Hit and Miss

We have all heard or used the expression “hit or miss,” usually referring to one’s approach in attempting to hit a target or achieve a goal.  But have you ever recognized the possibility that one could hit the target, exactly as intended, and still not achieve the desired goal?

That point was driven home to me as I walked a golf course on a late summer evening several years ago. This particular course was set up with “marking poles,” in this case a red and white striped pole in the center of each fairway, 150 yards from the green, which was the target you could see from the tee box so that a golfer knew where to aim for a perfect tee shot.  As explained by one manufacturer:

On par 4’s and 5’s, place these Marking Poles in the center of the fairway, 150 yards from the center of the green. Players will appreciate the visual dimension they get from the tee in marking the center of the fairway, the 150 yard marker, the landing area and the contour of the fairway.

On this occasion, as I completed my approach shot to the green on the 18th hole and walked ahead to putt, I heard a loud metallic “ping” behind me.  I turned to see a golf ball careening from the center of the fairway into the water hazard on the right side, and realized that the poor fellow had indeed hit the perfect drive—exactly where he was aiming—and his ball still ended up in the water hazard.  It’s not unlike Tiger’s approach shot to No. 15 at the 2013 Master’s tournament when he struck the pin, and his ball ricocheted into the water, effectively costing him four strokes (including a two-stroke penalty for illegal drop) and probably the green jacket.

Missing the Mark

So what’s the takeaway?  To me, it is a reminder that in life, we can still miss the mark even with perfect execution, determined effort and the best of intentions. And not to belabor the obvious, but as one who has never hit the marker pole with a tee shot, I also realize that it is rare—extremely rare—that anyone ever pulls off perfect execution.

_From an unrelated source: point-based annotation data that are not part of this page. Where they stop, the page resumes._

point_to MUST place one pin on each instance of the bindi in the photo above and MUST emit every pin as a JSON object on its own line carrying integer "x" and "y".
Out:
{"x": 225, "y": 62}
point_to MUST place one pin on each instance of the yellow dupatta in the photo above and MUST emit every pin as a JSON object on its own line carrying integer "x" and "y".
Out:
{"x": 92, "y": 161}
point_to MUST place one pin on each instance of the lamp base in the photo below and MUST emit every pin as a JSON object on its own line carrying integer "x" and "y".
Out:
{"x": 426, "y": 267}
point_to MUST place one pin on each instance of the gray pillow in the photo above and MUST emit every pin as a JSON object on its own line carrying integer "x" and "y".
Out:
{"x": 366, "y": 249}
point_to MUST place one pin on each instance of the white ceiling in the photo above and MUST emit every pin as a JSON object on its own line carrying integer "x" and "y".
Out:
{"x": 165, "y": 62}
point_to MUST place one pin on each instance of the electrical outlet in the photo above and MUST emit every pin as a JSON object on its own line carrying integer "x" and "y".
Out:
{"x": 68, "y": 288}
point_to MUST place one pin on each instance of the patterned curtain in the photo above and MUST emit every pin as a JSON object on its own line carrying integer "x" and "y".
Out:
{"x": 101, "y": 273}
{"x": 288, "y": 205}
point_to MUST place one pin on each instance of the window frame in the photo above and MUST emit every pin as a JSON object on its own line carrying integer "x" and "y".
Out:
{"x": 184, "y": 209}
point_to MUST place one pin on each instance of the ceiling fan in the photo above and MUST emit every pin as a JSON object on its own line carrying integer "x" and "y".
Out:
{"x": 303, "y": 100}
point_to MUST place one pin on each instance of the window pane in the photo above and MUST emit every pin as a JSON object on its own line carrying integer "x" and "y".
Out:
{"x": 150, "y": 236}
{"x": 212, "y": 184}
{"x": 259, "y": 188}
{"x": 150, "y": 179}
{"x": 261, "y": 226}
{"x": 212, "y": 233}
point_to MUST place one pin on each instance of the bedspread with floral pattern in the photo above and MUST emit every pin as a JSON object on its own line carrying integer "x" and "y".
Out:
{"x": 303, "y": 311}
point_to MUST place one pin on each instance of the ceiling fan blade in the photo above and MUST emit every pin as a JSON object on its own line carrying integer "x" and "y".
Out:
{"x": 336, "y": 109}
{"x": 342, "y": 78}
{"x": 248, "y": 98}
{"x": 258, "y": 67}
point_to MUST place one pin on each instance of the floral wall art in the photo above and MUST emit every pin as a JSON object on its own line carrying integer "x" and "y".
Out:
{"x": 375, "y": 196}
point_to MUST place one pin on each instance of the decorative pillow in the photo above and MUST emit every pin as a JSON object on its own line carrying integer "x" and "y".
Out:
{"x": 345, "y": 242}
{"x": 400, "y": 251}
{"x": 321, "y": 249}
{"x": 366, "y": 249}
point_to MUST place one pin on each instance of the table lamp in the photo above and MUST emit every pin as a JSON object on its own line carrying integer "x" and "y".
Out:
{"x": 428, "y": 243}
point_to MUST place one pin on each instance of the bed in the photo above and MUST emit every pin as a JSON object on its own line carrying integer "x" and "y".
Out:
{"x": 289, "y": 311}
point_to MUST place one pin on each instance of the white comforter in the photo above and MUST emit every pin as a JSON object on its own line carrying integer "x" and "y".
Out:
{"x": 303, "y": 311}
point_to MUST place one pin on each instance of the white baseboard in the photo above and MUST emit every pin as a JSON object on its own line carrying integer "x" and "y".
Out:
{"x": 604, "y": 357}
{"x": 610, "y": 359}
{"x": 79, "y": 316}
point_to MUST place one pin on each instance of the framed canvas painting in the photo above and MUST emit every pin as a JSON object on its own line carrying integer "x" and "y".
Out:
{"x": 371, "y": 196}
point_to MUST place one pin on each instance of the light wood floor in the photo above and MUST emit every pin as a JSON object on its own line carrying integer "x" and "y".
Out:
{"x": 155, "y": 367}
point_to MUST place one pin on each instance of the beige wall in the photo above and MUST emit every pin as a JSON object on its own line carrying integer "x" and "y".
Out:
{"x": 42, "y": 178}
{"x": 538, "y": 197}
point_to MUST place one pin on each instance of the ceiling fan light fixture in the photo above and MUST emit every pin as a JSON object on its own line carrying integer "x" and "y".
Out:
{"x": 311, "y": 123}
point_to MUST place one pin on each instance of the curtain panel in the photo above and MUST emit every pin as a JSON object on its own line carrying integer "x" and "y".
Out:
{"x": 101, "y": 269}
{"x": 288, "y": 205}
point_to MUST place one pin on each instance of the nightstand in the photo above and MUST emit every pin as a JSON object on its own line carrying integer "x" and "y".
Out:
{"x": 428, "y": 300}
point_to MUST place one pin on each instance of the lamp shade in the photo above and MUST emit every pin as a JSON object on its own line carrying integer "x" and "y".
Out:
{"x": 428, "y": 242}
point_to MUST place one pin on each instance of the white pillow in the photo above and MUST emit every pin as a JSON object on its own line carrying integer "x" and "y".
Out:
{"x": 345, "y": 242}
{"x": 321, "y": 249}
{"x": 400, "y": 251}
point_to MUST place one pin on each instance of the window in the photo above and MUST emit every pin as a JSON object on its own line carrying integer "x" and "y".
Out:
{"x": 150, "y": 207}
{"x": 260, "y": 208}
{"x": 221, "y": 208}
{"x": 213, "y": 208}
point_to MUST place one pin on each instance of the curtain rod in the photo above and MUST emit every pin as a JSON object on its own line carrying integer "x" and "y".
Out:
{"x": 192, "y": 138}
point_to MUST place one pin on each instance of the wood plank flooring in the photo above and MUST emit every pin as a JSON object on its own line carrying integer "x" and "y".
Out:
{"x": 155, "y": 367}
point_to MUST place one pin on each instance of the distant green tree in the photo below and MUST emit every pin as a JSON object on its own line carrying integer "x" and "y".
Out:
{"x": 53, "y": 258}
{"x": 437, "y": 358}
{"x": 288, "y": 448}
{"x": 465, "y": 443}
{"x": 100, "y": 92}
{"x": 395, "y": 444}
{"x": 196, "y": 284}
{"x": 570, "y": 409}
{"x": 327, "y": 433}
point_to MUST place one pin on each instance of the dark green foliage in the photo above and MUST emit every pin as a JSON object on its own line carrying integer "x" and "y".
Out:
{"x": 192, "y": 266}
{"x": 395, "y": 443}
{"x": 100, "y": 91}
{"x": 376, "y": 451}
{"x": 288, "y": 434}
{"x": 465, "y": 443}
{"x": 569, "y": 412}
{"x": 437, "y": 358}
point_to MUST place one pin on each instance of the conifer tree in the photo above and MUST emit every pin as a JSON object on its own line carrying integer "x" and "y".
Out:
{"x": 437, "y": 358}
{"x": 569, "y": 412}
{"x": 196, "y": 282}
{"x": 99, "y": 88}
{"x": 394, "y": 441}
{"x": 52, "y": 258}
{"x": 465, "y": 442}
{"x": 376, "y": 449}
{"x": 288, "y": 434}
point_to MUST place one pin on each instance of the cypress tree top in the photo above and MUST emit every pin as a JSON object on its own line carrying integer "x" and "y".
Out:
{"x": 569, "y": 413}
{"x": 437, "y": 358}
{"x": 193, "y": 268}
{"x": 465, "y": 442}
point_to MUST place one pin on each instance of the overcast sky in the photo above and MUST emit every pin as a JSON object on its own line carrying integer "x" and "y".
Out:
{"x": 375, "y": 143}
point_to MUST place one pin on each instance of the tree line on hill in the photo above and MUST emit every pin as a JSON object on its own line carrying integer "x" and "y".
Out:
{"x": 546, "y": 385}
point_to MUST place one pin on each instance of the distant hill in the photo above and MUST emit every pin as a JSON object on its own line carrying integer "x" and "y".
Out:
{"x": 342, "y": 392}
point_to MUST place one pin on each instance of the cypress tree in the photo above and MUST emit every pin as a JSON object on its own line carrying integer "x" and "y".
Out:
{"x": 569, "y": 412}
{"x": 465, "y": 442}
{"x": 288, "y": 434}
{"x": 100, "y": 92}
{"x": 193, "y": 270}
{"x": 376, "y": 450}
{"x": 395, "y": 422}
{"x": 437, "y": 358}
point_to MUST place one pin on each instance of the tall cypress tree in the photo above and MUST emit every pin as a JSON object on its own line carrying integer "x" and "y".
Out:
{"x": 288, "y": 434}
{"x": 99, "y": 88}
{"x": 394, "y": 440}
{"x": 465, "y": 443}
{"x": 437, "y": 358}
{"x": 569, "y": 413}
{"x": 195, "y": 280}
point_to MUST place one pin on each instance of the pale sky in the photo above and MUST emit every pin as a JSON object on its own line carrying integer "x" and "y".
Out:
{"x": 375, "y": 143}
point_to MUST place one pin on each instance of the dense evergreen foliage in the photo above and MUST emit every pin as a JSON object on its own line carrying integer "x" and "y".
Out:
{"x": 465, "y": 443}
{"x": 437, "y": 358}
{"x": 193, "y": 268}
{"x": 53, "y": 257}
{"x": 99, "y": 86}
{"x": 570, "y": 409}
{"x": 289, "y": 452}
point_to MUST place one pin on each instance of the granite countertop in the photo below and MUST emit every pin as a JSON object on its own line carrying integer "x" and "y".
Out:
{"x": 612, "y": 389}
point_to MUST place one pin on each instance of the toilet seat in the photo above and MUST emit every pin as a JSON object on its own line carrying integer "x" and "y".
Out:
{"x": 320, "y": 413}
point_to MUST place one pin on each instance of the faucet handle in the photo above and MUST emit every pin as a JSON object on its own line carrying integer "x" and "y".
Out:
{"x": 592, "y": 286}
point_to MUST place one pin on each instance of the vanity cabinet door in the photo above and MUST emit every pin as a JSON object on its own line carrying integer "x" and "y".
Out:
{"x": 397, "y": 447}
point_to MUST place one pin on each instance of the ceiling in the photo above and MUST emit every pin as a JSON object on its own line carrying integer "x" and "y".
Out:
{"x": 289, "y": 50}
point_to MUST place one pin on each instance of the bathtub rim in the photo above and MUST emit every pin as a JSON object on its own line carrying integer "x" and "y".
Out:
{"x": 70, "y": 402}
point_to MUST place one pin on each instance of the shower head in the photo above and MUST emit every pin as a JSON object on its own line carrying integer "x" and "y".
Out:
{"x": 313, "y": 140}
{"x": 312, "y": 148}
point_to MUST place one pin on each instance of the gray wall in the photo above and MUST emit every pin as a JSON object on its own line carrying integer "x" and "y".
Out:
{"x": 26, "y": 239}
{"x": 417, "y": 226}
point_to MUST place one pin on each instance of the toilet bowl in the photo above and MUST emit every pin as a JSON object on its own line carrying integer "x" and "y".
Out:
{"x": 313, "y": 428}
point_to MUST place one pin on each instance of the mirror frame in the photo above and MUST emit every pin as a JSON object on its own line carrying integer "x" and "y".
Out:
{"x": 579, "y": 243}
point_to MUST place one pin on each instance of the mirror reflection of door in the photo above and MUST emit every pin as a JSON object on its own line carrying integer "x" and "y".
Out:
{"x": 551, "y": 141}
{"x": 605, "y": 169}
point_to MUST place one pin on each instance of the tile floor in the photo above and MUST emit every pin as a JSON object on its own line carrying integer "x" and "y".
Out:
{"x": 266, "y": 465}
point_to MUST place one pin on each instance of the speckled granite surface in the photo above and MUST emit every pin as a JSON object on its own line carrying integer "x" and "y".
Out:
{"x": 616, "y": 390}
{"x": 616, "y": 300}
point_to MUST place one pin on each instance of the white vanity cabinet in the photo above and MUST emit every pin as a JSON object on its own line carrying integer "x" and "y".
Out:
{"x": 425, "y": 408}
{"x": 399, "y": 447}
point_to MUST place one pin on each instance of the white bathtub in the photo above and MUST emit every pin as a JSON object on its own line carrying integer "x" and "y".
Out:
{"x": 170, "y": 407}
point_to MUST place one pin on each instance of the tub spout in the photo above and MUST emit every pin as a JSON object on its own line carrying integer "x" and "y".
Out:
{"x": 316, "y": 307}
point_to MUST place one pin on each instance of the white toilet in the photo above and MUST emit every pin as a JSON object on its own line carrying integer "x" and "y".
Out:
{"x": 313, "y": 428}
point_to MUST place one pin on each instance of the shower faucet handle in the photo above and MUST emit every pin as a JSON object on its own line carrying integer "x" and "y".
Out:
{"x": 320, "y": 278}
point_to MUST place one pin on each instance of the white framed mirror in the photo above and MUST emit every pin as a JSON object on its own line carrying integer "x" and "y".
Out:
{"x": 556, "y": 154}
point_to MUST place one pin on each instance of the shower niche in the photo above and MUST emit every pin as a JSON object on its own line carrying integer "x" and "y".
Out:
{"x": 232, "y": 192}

The Greek word ἁμαρτάνω, transliterated hamartano´, means literally “to miss the mark.” It is the word commonly used in the New Testament for “sin,” as in Romans 3:23 where we read “for all have sinned and fall short of the glory of God.”  Again, it is not a difficult concept for me to accept, recognizing full well that I fall short of even my own standards, let alone God’s. And if I’m dependent on my own intentions, execution, or efforts to hit the mark, no matter how sincere I might be, then I recognize I would be utterly lost.  So it is welcome news, indeed, that what is not true in competitive golf is the startling, central truth of the Gospel:  GRACE.  God offers us not the wages we deserve, but rather the gift that we don’t:

“For the wages of sin is death, but the gift of God is eternal life in Christ Jesus our Lord.” (Romans 6:23)

To one like me, who is both a hack golfer and a deeply flawed and conflicted human being, this is the best news I’ve ever heard!